Este modelo de análise já foi aplicado em várias situações, como em um estudo avaliando a vulnerabilidade entre pacientes iniciando o tratamento anti-retroviral (BONOLO et al., 2005). BEISER, CARGO & WOODBURY (1994) mostraram as potencialidades do modelo GoM para estabelecer equivalências psicopatológicas nos pacientes de diferentes grupos etnoculturais. Em um estudo piloto internacional, patrocinado pela Organização Mundial de Saúde, MANTON et al. (1994) mostraram que uma classificação psiquiátrica baseada no modelo GoM identificou com maior clareza pontos fundamentais do processo do transtorno mental, do que classificações baseadas em outros modelos multivariados convencionais. CASSIDY et al .(2001), por exemplo, apresentaram a utilidade do GoM para validar os subtipos de mania no transtorno afetivo bipolar. SZÁDÓCZKY et al. (2002), estudaram os padrões de sintomas depressivos e ansiosos, encontrando resultados que demonstraram a heterogeneidade dos quadros na comunidade.

Podem ser encontradas ainda outras importantes aplicações do modelo GoM nas áreas de mortalidade em saúde (PEREIRA, 2005).

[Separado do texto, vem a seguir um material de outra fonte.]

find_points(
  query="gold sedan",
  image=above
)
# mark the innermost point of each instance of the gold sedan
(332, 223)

SAWYER & BELTRÃO (1992) investigaram perfis de famílias mais saudáveis e menos saudáveis. MACHADO (1997) utilizou o modelo GoM para definir perfis de morbimortalidade para menores de um ano, no estado de São Paulo, tendo em vista a similaridade dos indivíduos a dois ou mais perfis de condições mórbidas.

O estudo de vulnerabilidade a determinadas doenças como a AIDS é, sem dúvida desafio bastante atual para pesquisadores da área da saúde. A identificação de perfis de vulnerabilidade de populações das regiões Nordeste e Sudeste brasileiras foi feita por BARBOSA (2001), com o uso do modelo GoM, a partir de um conjunto de atributos pessoais e comportamentais dos indivíduos, bem como de características das comunidades em que os mesmos se inserem.

AYRES et al.(2003) aponta a lógica fuzzy como um notável progresso dos recursos computacionais, capaz de fortalecer a vocação do quadro da vulnerabilidade para melhor configurar a modelagem epidemiológica, ao “resgatar a dignidade epistemológica das relações partes-todo na apreensão teórica dos fenômenos da saúde coletiva”. Não há registro de estudo publicado relacionado à análise de perfis de vulnerabilidade em usuários de saúde mental utilizando o GoM.

O Projeto PESSOAS (Pesquisa de Soroprevalência de AIDS em Saúde Mental) é um Estudo Multicêntrico Nacional de soroprevalência da infecção pelo HIV, Sífilis, Hepatites B e C em instituições públicas de atenção em saúde mental sob a coordenação do Grupo de Pesquisas em Epidemiologia e Avaliação em Saúde (GPEAS-DMPS-UFMG) com o apoio do Ministério da Saúde, através do Programa Nacional de DST/AIDS e Coordenação Técnica de Saúde Mental.

Trata-se de uma pesquisa de corte transversal, com o objetivo de investigar aspectos da vulnerabilidade para infecção pelo HIV e outras DST em usuários de serviços de saúde mental no Brasil, por meio de entrevista semi-estruturada, pesquisa em prontuário, coleta de sangue e testagem sorológica (ELISA e Western-Blot para o Anti-HIV; HbsAg, Anti-Hbc total e Anti-Hbs para hepatite B; Anti-HCV para hepatite C; VDRL e FTA-Abs para sífilis), aplicação de questionário sobre serviços e um enfoque qualitativo complementar. Serão avaliados 3.400 pacientes hospitalizados ou inscritos em serviços substitutivos, Centro de Atenção Psicossocial (CAPS), excluindo Centros de Atenção para Usuários de Álcool e outras Drogas e Centros de Atenção para Infância e Adolescência (CAPSad e CAPSi). Os pacientes serão selecionados de 26 instituições, ponderando por região do país, tipo de serviço de saúde mental e distribuição de casos de Aids notificados (GUIMARÃES et al., 2004). Os usuários de serviços de saúde mental serão convidados a participar do estudo e serão incluídos após leitura e assinatura do Termo de Consentimento Livre Esclarecido. Foi realizado um estudo piloto preliminar para avaliar a viabilidade e os instrumentos deste estudo. Esta dissertação enfoca um dos aspectos do piloto, i.e, a avaliação da entrevista semi-estruturada, quanto à confiabilidade e perfis de vulnerabilidade captados pelo instrumento.